Et pourtant, c’est précisément lorsque tout devient familier que commence peut-être le véritable travail maçonnique.

Car le rituel n’est pas une simple mise en scène destinée à donner de la solennité à nos tenues. Il est une méthode.

Une manière de nous faire sortir, pendant quelques heures, du rythme ordinaire du monde pour nous placer dans un autre espace, un autre temps, où les mots, les gestes et les symboles prennent une densité différente.

Un symbole ne donne jamais une réponse toute faite

L’équerre, le compas, la pierre brute, la lumière, les colonnes, le pavé mosaïque…

Nous les voyons constamment.

Mais que voyons-nous réellement ?

Le propre du symbole est justement de ne jamais se laisser enfermer dans une définition définitive. Il ne dit pas : « Voici ce que tu dois penser. »

Il demande plutôt : « Et toi, qu’y vois-tu aujourd’hui ? »

Car un symbole rencontré au premier degré ne nous parle pas forcément de la même manière dix ou vingt ans plus tard.

Nous changeons.

Notre regard change.

Et le symbole, lui, reste là.

C’est peut-être pour cela que l’on peut revenir cent fois sur les mêmes outils sans jamais complètement les épuiser.

Des mots que l’on entend autrement

Il en va de même des paroles du rituel.

Certaines phrases entendues lors de notre initiation peuvent paraître mystérieuses, abstraites ou simplement belles. Puis vient parfois un événement, une épreuve, une rencontre, et soudain l’une de ces phrases prend un sens que nous n’avions jamais soupçonné.

Les mots n’ont pas changé.

C’est nous qui avons changé.

Voilà toute la force d’un langage symbolique : il ne cherche pas seulement à transmettre une information. Il laisse quelque chose travailler en nous.

Le silence lui-même devient alors une parole.

Car dans une société saturée de commentaires, d’opinions et de réactions immédiates, apprendre à écouter réellement constitue déjà une forme de révolution intérieure.

Le rituel n’agit pas à notre place

Il faut cependant se méfier d’une illusion.

Assister régulièrement aux tenues ne transforme personne par magie.

On peut connaître parfaitement son rituel, multiplier les planches, manier les symboles avec érudition et demeurer pourtant exactement le même homme en dehors du Temple.

Le rituel propose.

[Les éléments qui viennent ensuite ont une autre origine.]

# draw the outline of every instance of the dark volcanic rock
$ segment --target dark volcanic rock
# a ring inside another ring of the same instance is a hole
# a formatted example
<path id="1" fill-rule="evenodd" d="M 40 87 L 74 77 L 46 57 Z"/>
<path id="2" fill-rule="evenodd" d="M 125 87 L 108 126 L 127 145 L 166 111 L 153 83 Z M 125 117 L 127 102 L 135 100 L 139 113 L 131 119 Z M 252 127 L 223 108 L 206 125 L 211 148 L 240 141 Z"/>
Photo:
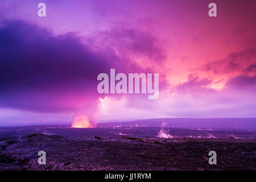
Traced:
<path id="1" fill-rule="evenodd" d="M 254 139 L 62 137 L 35 133 L 0 142 L 1 170 L 255 170 Z M 217 165 L 208 153 L 216 151 Z M 46 164 L 38 153 L 46 152 Z"/>

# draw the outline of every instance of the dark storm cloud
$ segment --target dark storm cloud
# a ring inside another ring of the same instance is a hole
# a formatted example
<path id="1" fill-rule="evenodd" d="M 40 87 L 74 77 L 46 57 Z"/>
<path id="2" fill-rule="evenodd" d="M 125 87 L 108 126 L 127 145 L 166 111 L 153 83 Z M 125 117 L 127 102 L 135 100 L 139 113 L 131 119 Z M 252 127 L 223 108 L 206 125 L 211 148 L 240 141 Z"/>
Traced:
<path id="1" fill-rule="evenodd" d="M 125 64 L 111 48 L 92 51 L 75 34 L 54 36 L 20 20 L 0 27 L 0 107 L 73 110 L 97 99 L 97 76 Z"/>

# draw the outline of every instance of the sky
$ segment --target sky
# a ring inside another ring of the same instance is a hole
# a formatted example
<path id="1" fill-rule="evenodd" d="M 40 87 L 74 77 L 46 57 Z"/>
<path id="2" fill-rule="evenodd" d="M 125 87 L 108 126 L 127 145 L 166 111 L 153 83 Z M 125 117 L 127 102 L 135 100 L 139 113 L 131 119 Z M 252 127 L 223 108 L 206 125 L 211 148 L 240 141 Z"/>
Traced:
<path id="1" fill-rule="evenodd" d="M 46 5 L 46 16 L 38 5 Z M 217 17 L 208 5 L 217 5 Z M 0 126 L 256 117 L 256 1 L 1 0 Z M 98 93 L 158 73 L 159 94 Z"/>

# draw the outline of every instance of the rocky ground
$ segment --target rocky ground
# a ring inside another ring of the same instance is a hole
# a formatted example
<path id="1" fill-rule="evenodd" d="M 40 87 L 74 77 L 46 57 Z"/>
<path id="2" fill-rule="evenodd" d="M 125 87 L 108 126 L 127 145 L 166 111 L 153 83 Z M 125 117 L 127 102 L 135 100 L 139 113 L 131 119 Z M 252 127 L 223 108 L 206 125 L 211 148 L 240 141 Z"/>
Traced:
<path id="1" fill-rule="evenodd" d="M 0 140 L 0 170 L 256 170 L 256 140 L 63 137 L 35 133 Z M 38 152 L 46 152 L 46 164 Z M 208 152 L 217 152 L 217 165 Z"/>

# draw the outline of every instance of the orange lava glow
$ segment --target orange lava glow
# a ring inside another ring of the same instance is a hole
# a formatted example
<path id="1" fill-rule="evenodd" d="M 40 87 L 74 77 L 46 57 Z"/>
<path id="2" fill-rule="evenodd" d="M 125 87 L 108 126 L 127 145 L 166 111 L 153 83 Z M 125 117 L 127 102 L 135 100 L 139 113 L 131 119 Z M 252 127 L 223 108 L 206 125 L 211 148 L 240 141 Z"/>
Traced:
<path id="1" fill-rule="evenodd" d="M 88 117 L 82 115 L 74 118 L 71 127 L 87 128 L 90 126 L 90 124 Z"/>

Le franc-maçon dispose.

La pierre ne se taille pas toute seule.

Le véritable travail commence peut-être justement lorsque les portes du Temple se referment derrière nous.

Que reste-t-il alors de la fraternité lorsque nous retrouvons celui que nous ne supportons pas ? Que devient la tolérance lorsque quelqu’un pense exactement le contraire de nous ? Que vaut notre recherche de vérité lorsqu’elle vient heurter nos propres certitudes ?

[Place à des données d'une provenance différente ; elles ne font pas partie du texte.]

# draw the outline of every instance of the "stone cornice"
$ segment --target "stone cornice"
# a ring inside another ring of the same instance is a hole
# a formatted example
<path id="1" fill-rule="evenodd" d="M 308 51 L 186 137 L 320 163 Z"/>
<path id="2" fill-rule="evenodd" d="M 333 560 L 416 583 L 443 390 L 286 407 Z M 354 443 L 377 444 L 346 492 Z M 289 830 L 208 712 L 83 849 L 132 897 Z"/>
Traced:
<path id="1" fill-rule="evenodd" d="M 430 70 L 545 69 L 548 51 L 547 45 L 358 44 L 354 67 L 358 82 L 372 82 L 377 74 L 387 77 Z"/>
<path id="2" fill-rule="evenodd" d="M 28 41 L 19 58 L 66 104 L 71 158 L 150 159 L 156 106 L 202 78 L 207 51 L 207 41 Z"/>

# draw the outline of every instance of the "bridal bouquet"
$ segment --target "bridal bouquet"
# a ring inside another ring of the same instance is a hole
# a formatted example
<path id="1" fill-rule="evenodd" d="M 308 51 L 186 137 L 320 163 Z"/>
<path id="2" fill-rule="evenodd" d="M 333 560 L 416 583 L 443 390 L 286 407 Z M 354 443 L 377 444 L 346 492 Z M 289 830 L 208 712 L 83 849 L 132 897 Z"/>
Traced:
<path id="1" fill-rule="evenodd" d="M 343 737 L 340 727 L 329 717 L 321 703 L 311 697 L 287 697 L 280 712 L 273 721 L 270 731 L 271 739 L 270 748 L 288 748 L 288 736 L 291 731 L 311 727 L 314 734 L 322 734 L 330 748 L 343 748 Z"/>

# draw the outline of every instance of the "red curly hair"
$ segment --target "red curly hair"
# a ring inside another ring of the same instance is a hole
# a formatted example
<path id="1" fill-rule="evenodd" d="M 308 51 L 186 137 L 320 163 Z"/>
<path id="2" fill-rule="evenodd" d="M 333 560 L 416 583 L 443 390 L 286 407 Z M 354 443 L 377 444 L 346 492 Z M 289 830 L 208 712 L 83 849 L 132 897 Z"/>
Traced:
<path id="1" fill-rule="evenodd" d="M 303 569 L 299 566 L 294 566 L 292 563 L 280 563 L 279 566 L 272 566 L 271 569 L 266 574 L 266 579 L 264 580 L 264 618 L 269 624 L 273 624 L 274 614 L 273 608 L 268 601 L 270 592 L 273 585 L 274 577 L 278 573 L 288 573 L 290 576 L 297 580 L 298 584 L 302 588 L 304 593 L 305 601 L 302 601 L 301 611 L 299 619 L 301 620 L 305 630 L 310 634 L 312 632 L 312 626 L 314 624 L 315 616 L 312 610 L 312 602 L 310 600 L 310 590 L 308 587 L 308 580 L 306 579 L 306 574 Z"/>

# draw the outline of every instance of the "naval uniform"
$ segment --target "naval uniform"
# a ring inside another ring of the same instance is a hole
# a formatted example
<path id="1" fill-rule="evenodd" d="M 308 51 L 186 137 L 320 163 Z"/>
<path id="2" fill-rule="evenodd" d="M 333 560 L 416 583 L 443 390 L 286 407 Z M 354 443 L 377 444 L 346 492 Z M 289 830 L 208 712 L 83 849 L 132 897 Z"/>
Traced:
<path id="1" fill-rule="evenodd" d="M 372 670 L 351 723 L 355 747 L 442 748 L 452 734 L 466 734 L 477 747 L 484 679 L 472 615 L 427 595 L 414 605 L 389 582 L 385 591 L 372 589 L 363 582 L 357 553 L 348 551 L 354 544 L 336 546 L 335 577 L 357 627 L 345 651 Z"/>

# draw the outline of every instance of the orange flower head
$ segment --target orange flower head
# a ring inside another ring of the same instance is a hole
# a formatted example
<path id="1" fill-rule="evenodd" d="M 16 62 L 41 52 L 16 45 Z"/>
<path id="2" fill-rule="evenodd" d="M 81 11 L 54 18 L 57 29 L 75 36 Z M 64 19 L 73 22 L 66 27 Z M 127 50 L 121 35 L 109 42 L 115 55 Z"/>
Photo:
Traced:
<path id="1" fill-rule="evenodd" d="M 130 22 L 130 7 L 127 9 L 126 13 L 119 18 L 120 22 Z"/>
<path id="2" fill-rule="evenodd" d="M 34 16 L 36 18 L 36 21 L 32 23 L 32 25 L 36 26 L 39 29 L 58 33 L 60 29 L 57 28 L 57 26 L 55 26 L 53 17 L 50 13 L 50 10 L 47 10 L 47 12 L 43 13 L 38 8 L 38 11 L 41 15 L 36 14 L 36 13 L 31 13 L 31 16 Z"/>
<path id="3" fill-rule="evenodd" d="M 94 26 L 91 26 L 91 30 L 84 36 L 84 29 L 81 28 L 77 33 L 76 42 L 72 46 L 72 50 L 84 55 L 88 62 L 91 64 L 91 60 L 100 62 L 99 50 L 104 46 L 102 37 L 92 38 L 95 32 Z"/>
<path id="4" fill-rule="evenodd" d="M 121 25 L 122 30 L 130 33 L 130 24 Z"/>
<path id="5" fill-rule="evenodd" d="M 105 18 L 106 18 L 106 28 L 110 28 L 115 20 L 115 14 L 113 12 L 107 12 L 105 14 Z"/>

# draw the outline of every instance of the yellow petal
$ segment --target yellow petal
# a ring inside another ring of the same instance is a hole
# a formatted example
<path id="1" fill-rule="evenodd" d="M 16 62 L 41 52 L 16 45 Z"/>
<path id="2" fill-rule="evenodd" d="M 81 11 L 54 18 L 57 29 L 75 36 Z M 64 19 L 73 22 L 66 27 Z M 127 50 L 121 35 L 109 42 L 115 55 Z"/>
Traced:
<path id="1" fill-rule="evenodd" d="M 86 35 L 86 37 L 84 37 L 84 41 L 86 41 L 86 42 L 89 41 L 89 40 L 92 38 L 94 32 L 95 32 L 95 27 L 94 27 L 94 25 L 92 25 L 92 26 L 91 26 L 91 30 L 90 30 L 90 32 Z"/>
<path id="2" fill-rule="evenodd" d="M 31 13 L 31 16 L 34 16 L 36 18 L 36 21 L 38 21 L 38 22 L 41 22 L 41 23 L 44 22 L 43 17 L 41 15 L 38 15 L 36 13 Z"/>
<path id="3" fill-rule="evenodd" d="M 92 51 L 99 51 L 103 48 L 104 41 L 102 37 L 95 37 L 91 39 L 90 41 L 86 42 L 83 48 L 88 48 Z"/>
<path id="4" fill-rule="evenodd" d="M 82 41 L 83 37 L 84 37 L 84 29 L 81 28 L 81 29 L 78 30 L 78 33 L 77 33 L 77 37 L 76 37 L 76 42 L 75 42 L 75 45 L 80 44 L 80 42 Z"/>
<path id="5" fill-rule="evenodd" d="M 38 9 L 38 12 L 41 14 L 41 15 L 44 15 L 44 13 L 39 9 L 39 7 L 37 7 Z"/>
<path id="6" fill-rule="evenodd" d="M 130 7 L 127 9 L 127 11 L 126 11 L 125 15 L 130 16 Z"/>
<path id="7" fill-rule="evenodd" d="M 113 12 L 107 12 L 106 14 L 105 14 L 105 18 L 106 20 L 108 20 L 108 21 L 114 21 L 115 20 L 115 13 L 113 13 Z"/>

C’est là que le symbole cesse d’être décoratif.

C’est là que le rituel devient vivant.

Car construire son Temple intérieur n’a de sens que si cette construction modifie peu à peu notre manière d’être avec les autres.

Sinon, nous n’avons peut-être fait que participer à une belle cérémonie.

La franc-maçonnerie ne nous demande donc pas simplement de contempler la Lumière.

Elle nous invite à essayer d’en conserver quelque chose lorsque nous retrouvons le monde profane.

Et finalement, après toutes les paroles entendues, tous les symboles contemplés et tous les rituels accomplis, une question demeure :

Sommes-nous réellement différents en sortant du Temple de ceux que nous étions en y entrant ?

Si la réponse est parfois oui, même modestement, alors peut-être le rituel a-t-il commencé son œuvre.

D’après une réflexion intitulée « Le rituel, les symboles et les mots », publiée sur Freemason.pt, texte original signé Mozart (nom symbolique).